In 1634, Katsuyuki was ordered to serve a role in the defense of Sunpu Castle.  While on assignment, he died at the age of sixty-seven.  He was buried at the Kenkō Temple.  Later, when his descendants moved the gravesite to the Kōgaku Temple in Nihonenoki in Edo, his posthumous Buddhist name was changed.  At present, a five-part gravestone representing earth, water, fire, wind and heaven at the Kenkō Temple is surmised to be for Katsuyuki.  In 2004, a new Buddhist mortuary tablet was made.  In the death register kept at the Bangaku Temple (the Sakuma family temple in Takashima in Ōmi), he is identified as Katsumasa.  There is currently no grave at the Kōgaku Temple.

Character and Donations

Katsuyuki was an enthusiast of chanoyu, or the tea ceremony, which he learned from a tea master named Furuta Oribe.

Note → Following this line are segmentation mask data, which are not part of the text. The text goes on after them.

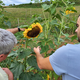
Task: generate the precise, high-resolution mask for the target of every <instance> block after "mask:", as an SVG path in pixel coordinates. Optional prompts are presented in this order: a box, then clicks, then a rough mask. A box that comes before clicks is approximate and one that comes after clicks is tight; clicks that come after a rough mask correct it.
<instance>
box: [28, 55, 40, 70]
mask: <svg viewBox="0 0 80 80" xmlns="http://www.w3.org/2000/svg"><path fill="white" fill-rule="evenodd" d="M27 62H28V64H29V65H30V66H32V67H34V68H35V69H38V70H40V69H39V68H38V66H37V61H36V57H35V56H31V57H29V58H28V59H27Z"/></svg>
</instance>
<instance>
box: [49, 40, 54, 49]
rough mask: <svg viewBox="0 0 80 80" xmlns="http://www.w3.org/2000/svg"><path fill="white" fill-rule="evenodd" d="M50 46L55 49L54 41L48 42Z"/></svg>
mask: <svg viewBox="0 0 80 80" xmlns="http://www.w3.org/2000/svg"><path fill="white" fill-rule="evenodd" d="M48 45H49V46H50V47H51V48H52V49H54V44H53V41H52V40H50V41H49V42H48Z"/></svg>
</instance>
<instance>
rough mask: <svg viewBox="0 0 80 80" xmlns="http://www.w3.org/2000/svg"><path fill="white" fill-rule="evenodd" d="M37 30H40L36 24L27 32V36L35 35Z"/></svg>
mask: <svg viewBox="0 0 80 80" xmlns="http://www.w3.org/2000/svg"><path fill="white" fill-rule="evenodd" d="M39 32H40V29H39V27H38V26H36V27H34V28H32V30H31V31H29V32H28V33H27V36H29V37H36V36H37V35H38V34H39Z"/></svg>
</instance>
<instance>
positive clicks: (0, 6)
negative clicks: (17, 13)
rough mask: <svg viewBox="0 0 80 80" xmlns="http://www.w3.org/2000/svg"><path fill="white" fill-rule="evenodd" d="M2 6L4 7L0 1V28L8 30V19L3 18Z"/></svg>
mask: <svg viewBox="0 0 80 80" xmlns="http://www.w3.org/2000/svg"><path fill="white" fill-rule="evenodd" d="M3 5H4V3H3V1H2V0H0V26H1V28H2V27H5V26H8V27H9V28H10V27H11V23H10V22H9V21H7V20H8V18H7V17H5V15H4V14H3V12H4V8H3Z"/></svg>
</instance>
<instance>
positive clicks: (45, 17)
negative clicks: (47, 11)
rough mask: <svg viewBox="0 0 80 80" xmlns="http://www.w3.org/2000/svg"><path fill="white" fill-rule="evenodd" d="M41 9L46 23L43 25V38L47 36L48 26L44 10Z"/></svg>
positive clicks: (46, 37) (47, 23)
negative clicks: (42, 11)
mask: <svg viewBox="0 0 80 80" xmlns="http://www.w3.org/2000/svg"><path fill="white" fill-rule="evenodd" d="M42 11H43V15H44V19H45V25H46V26H45V32H44V36H45V38H46V39H47V37H48V28H49V26H48V21H47V19H46V16H45V13H44V10H43V9H42Z"/></svg>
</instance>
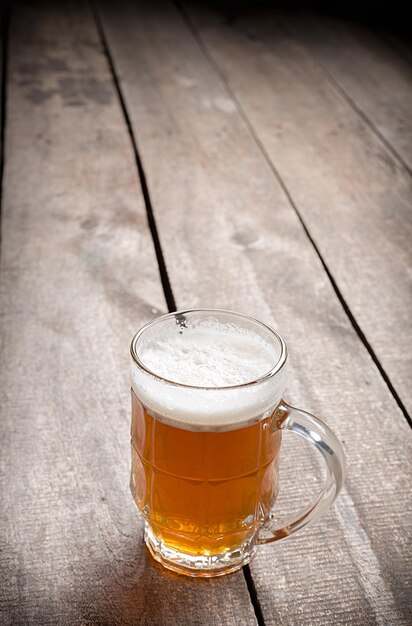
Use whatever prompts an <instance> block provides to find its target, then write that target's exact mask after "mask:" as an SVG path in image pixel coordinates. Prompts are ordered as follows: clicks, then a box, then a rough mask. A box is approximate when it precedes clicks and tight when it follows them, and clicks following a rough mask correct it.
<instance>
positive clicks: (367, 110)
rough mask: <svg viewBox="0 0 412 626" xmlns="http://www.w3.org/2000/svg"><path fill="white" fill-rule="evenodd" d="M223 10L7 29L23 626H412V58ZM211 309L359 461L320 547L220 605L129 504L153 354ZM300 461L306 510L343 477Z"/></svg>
mask: <svg viewBox="0 0 412 626" xmlns="http://www.w3.org/2000/svg"><path fill="white" fill-rule="evenodd" d="M218 4H219V3H215V4H214V5H213V4H212V3H210V4H209V5H208V4H206V3H197V4H196V3H190V4H189V3H185V2H179V3H178V4H174V3H173V2H167V1H166V0H165V1H151V0H146V1H140V0H139V1H138V2H137V1H136V2H130V3H123V2H111V3H110V2H106V1H104V0H101V1H98V2H95V3H94V5H93V6H91V5H90V3H88V2H86V1H82V0H67V1H66V2H65V3H59V2H53V1H52V0H50V1H49V2H37V3H31V2H28V1H27V2H24V1H17V0H16V1H15V2H13V3H12V9H11V14H10V15H9V14H8V9H7V6H6V7H5V9H4V14H3V30H2V33H3V65H2V70H3V79H2V118H1V121H2V127H1V131H2V132H1V138H2V151H1V157H2V163H1V176H2V179H1V183H2V189H1V191H2V196H1V203H2V245H1V276H0V279H1V296H0V298H1V299H0V313H1V316H0V319H1V344H0V345H1V366H2V367H1V391H0V393H1V410H2V417H1V422H0V437H1V461H0V486H1V502H0V516H1V530H0V536H1V541H0V558H1V589H0V612H1V613H0V621H1V623H2V624H12V625H14V624H22V625H32V624H33V625H43V624H64V625H65V624H70V625H72V624H104V625H109V624H119V625H120V624H144V625H146V624H147V625H159V626H168V625H175V624H176V625H179V626H180V625H186V624H196V625H210V624H213V625H224V626H229V625H236V626H239V625H249V624H259V625H263V624H266V625H267V626H270V625H273V626H274V625H278V624H285V625H287V626H290V625H295V624H296V625H305V626H307V625H325V624H326V625H329V624H334V625H335V624H345V625H346V624H359V625H362V626H365V625H369V624H379V625H382V626H383V625H386V626H388V625H392V624H398V625H407V624H410V623H411V620H412V617H411V614H412V613H411V609H412V605H411V597H412V592H411V584H412V580H411V578H412V567H411V565H412V556H411V535H412V534H411V527H412V500H411V489H410V485H411V466H412V454H411V452H412V437H411V431H410V425H409V424H410V418H409V412H410V410H411V408H412V393H411V391H412V389H411V374H412V352H411V346H412V341H411V339H412V316H411V311H412V290H411V282H412V269H411V268H412V263H411V242H412V211H411V204H412V194H411V189H412V184H411V173H412V130H411V129H412V126H411V111H412V88H411V86H412V71H411V58H412V57H411V55H410V50H409V51H408V49H407V43H405V41H403V42H401V43H399V45H398V43H397V41H396V39H394V37H393V36H389V35H387V36H385V33H384V32H382V31H379V32H378V31H374V30H372V29H370V28H368V27H366V26H364V25H361V24H356V23H351V22H350V21H343V20H339V19H337V18H333V17H321V16H316V15H314V14H310V15H305V14H302V13H295V14H290V13H287V12H276V13H275V12H274V11H269V10H268V9H266V10H260V11H257V10H255V11H250V10H247V9H244V10H242V11H239V12H237V13H236V12H235V11H233V9H232V10H231V11H224V10H218V9H216V6H218ZM232 6H233V3H232ZM9 18H10V19H9ZM197 306H213V307H219V308H229V309H234V310H239V311H241V312H245V313H248V314H251V315H253V316H256V317H258V318H261V319H263V320H265V321H266V322H268V323H270V324H273V325H274V326H275V327H277V328H278V329H279V330H280V331H281V332H282V334H283V335H284V336H285V338H286V340H287V341H288V345H289V348H290V354H291V367H290V371H289V383H288V388H287V395H286V399H287V400H288V401H290V402H292V403H293V404H295V405H297V406H302V407H304V408H306V409H307V410H310V411H311V412H313V413H315V414H316V415H318V416H319V417H321V418H322V419H324V420H325V421H326V422H327V423H328V424H329V425H330V426H331V427H332V428H333V429H334V430H335V432H336V433H337V435H338V436H339V438H340V439H341V441H342V442H343V445H344V448H345V452H346V455H347V461H348V478H347V481H346V485H345V488H344V490H343V492H342V494H341V495H340V497H339V499H338V501H337V502H336V504H335V506H334V507H333V509H332V510H331V511H330V512H329V513H328V514H327V515H326V516H325V517H324V518H323V519H322V520H321V521H320V522H319V523H318V524H317V525H315V526H313V527H311V528H309V529H308V530H306V531H305V532H303V533H302V534H301V535H298V536H297V537H296V538H294V539H292V540H290V541H285V542H281V543H279V544H276V545H275V546H270V545H269V546H264V547H261V549H260V551H259V552H258V554H257V556H256V558H255V559H254V561H253V562H252V563H251V564H250V567H246V568H244V570H243V571H242V570H241V571H239V572H237V573H235V574H232V575H230V576H227V577H223V578H221V579H215V580H192V579H188V578H185V577H181V576H178V575H174V574H171V573H167V572H165V571H164V570H162V568H160V567H159V566H157V565H156V564H155V563H154V562H153V561H152V560H151V558H150V557H149V556H148V554H147V552H146V549H145V548H144V545H143V538H142V530H143V523H142V519H141V518H140V516H139V514H138V512H137V510H136V508H135V505H134V503H133V501H132V498H131V496H130V493H129V487H128V478H129V477H128V474H129V462H130V454H129V421H130V415H129V411H130V409H129V378H128V349H129V342H130V339H131V337H132V334H133V333H134V331H135V330H137V328H138V327H139V326H140V325H141V324H142V323H144V322H146V321H147V320H149V319H150V318H152V317H153V316H155V315H157V314H161V313H164V312H166V311H167V310H173V309H175V308H176V307H178V308H189V307H197ZM408 421H409V424H408ZM285 439H286V441H285V451H284V455H283V459H282V464H283V465H282V475H281V498H280V502H279V507H281V508H282V507H283V508H282V510H285V511H294V510H297V509H298V508H299V507H300V504H301V501H302V500H303V499H304V498H307V497H308V494H309V493H311V492H312V491H313V492H315V491H316V490H317V488H318V485H319V480H321V478H322V467H321V466H319V465H318V459H317V458H316V457H315V456H313V455H311V454H307V455H305V456H303V455H301V447H300V444H299V442H295V441H294V440H293V441H292V440H291V441H289V439H288V438H285Z"/></svg>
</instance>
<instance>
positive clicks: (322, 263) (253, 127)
mask: <svg viewBox="0 0 412 626" xmlns="http://www.w3.org/2000/svg"><path fill="white" fill-rule="evenodd" d="M173 3H174V5H175V6H176V8H177V10H178V11H179V13H180V15H181V16H182V18H183V20H184V21H185V23H186V24H187V27H188V29H189V30H190V32H191V33H192V36H193V38H194V39H195V40H196V42H197V44H198V45H199V48H200V49H201V51H202V53H203V55H204V56H205V58H206V60H207V62H208V63H209V65H210V66H211V67H212V69H213V71H214V72H215V73H216V74H217V75H218V77H219V78H220V80H221V82H222V84H223V87H224V88H225V90H226V93H227V94H228V96H229V97H230V98H231V100H232V101H233V103H234V104H235V106H236V109H237V111H238V113H239V115H240V117H241V118H242V120H243V122H244V124H245V126H246V128H247V129H248V131H249V133H250V135H251V137H252V139H253V141H254V142H255V144H256V145H257V147H258V149H259V150H260V152H261V154H262V156H263V158H264V159H265V161H266V163H267V164H268V166H269V167H270V169H271V171H272V172H273V174H274V176H275V178H276V179H277V181H278V182H279V184H280V186H281V187H282V189H283V192H284V194H285V196H286V198H287V200H288V202H289V204H290V206H291V207H292V208H293V210H294V211H295V213H296V215H297V218H298V220H299V222H300V224H301V226H302V228H303V230H304V232H305V234H306V236H307V238H308V239H309V241H310V243H311V245H312V247H313V249H314V251H315V252H316V254H317V256H318V258H319V260H320V262H321V263H322V267H323V269H324V270H325V273H326V275H327V277H328V279H329V282H330V284H331V286H332V288H333V290H334V292H335V294H336V297H337V298H338V300H339V302H340V304H341V306H342V308H343V310H344V312H345V314H346V316H347V317H348V319H349V321H350V323H351V325H352V327H353V329H354V331H355V332H356V334H357V336H358V338H359V340H360V341H361V343H362V344H363V346H364V348H365V349H366V350H367V352H368V354H369V356H370V357H371V359H372V361H373V363H374V364H375V366H376V368H377V369H378V371H379V373H380V375H381V377H382V379H383V380H384V381H385V384H386V386H387V387H388V389H389V391H390V393H391V395H392V396H393V398H394V400H395V402H396V403H397V405H398V407H399V408H400V410H401V411H402V413H403V416H404V417H405V419H406V421H407V422H408V424H409V426H410V427H411V428H412V418H411V416H410V415H409V413H408V411H407V409H406V406H405V405H404V403H403V402H402V400H401V398H400V396H399V394H398V392H397V391H396V389H395V387H394V385H393V383H392V381H391V380H390V378H389V375H388V374H387V372H386V370H385V369H384V367H383V366H382V364H381V362H380V360H379V358H378V356H377V355H376V352H375V350H374V349H373V348H372V345H371V344H370V342H369V341H368V339H367V337H366V335H365V333H364V332H363V330H362V328H361V327H360V326H359V324H358V322H357V321H356V318H355V316H354V315H353V313H352V311H351V309H350V307H349V305H348V303H347V302H346V300H345V298H344V296H343V294H342V292H341V290H340V288H339V286H338V284H337V282H336V280H335V278H334V276H333V274H332V272H331V271H330V269H329V267H328V265H327V263H326V261H325V259H324V258H323V256H322V254H321V252H320V249H319V247H318V245H317V244H316V242H315V240H314V238H313V236H312V235H311V233H310V231H309V229H308V227H307V225H306V223H305V221H304V219H303V217H302V215H301V213H300V211H299V208H298V206H297V204H296V202H295V201H294V199H293V197H292V195H291V193H290V191H289V189H288V188H287V186H286V183H285V182H284V180H283V178H282V177H281V175H280V173H279V171H278V170H277V168H276V166H275V164H274V163H273V161H272V160H271V158H270V156H269V154H268V152H267V150H266V148H265V146H264V145H263V143H262V141H261V140H260V139H259V136H258V135H257V133H256V131H255V128H254V126H253V125H252V123H251V121H250V120H249V118H248V116H247V114H246V112H245V111H244V109H243V107H242V105H241V104H240V101H239V99H238V98H237V96H236V94H235V93H234V91H233V89H232V87H231V86H230V83H229V81H228V80H227V79H226V77H225V75H224V74H223V72H222V70H221V69H220V67H219V65H218V64H217V62H216V61H215V60H214V58H213V55H212V54H211V52H210V51H209V49H208V47H207V45H206V43H205V42H204V41H203V39H202V37H201V35H200V33H199V32H198V30H197V28H196V27H195V25H194V24H193V22H192V20H191V19H190V16H189V15H188V13H187V11H186V10H185V8H184V7H183V6H182V4H181V2H180V0H173ZM287 35H288V36H291V35H290V34H289V32H288V33H287ZM305 50H306V48H305ZM314 62H315V61H314ZM320 67H321V69H322V71H324V70H323V67H322V66H320ZM325 76H326V78H327V80H328V81H329V82H330V83H331V84H332V85H333V86H334V88H335V89H336V90H337V91H338V92H339V93H340V95H341V97H343V94H346V92H344V90H343V89H342V88H341V87H340V85H338V84H337V83H336V82H335V81H332V79H331V77H330V76H329V74H328V73H327V72H326V71H325ZM341 92H343V93H341ZM344 99H345V101H346V102H347V104H348V105H349V106H351V98H349V96H347V98H344ZM352 108H354V110H355V112H356V113H357V114H358V115H359V110H358V109H357V108H355V107H352ZM361 113H362V115H361V118H362V119H364V118H365V119H364V121H365V122H366V123H367V124H368V126H369V127H370V128H371V129H372V130H373V131H374V132H376V134H377V136H378V137H379V139H380V140H382V141H383V143H384V144H385V146H386V143H387V141H386V139H384V138H382V137H381V136H380V134H379V133H377V131H375V130H374V125H373V124H372V122H370V120H369V119H368V118H367V117H366V115H365V114H364V113H363V112H361ZM391 152H392V153H393V154H394V156H395V157H396V158H398V159H399V160H400V162H401V164H402V166H403V167H405V169H406V171H407V172H408V173H409V174H412V173H411V172H410V170H409V168H408V167H407V166H406V165H405V164H404V162H403V160H402V159H401V158H400V157H399V155H398V153H397V152H396V151H395V150H394V149H393V148H391Z"/></svg>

In 1628, three gates at the Nanzen Temple in Kyōto that had been missing for a long time were rebuilt with a donation from Tōdō Takatora.  At the celebration for the completion of the gates, Katsuyuki donated gold pieces and a large lantern to the temple.  A lantern named for Sakuma Genba was over six meters in height and according to its inscription was from Ishin Sōden, a priest from the Rinzai sect with ties to the Konchin sub-temple at the Nanzen Temple.  According to legends from the Atsuta Shrine in the city of Nagoya in Aichi Prefecture, in the fifth month of 1630, Katsuyuki was in a shipwreck but saved by the divine protection of the Atsuta Shrine in Owari.  Grateful for being spared, Katsuyuki donated a large lantern to the shrine that stood eight meters in height.  The lantern known as the “Ghost Lantern” at the Tōshō Shrine in Ueno stands 6.06 meters high and was contributed by Katsuyuki in 1631.  The lanterns located at the Nanzen Temple in Kyōto, the Atsuta Shrine in Nagoya, and the Ueno-Tōshō Shrine in Edo are called the Three Great Lanterns of Japan and all were donated by Katsuyuki.